A desenvoltura com que trocam de vestidos e se maquiam na pequena saleta enfumaçada contrasta com a plateia que aguarda ansiosa.

Logo uma espécie de frenesi toma conta de tudo. As mulheres correm, os cabeleireiros fazem os últimos retoques e despejam quantidades intoxicantes de laquê.

Um estilista passa com as mãos na cabeça, nervoso, quase aos prantos. Ao que parece um dos vestidos não ficou bem na modelo que lhe ofereceram. A maquiadora tenta consolá-lo, mas já não há mais tempo.

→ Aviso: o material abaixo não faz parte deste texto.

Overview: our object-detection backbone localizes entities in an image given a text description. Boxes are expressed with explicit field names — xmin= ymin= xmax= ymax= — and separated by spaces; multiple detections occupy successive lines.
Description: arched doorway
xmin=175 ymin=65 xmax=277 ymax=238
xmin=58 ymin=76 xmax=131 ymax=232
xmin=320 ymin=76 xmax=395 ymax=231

Lá fora as luzes se apagam, a música eletrônica cessa e um locutor avisa: vai começar a Damasco Fashion Week, a primeira semana de moda da capital síria desde que a guerra civil que destruiu metade do país teve início, há seis anos. Bashar e Hafez continuam impassíveis, estáticos nos quadros de moldura dourada que ornam a saleta.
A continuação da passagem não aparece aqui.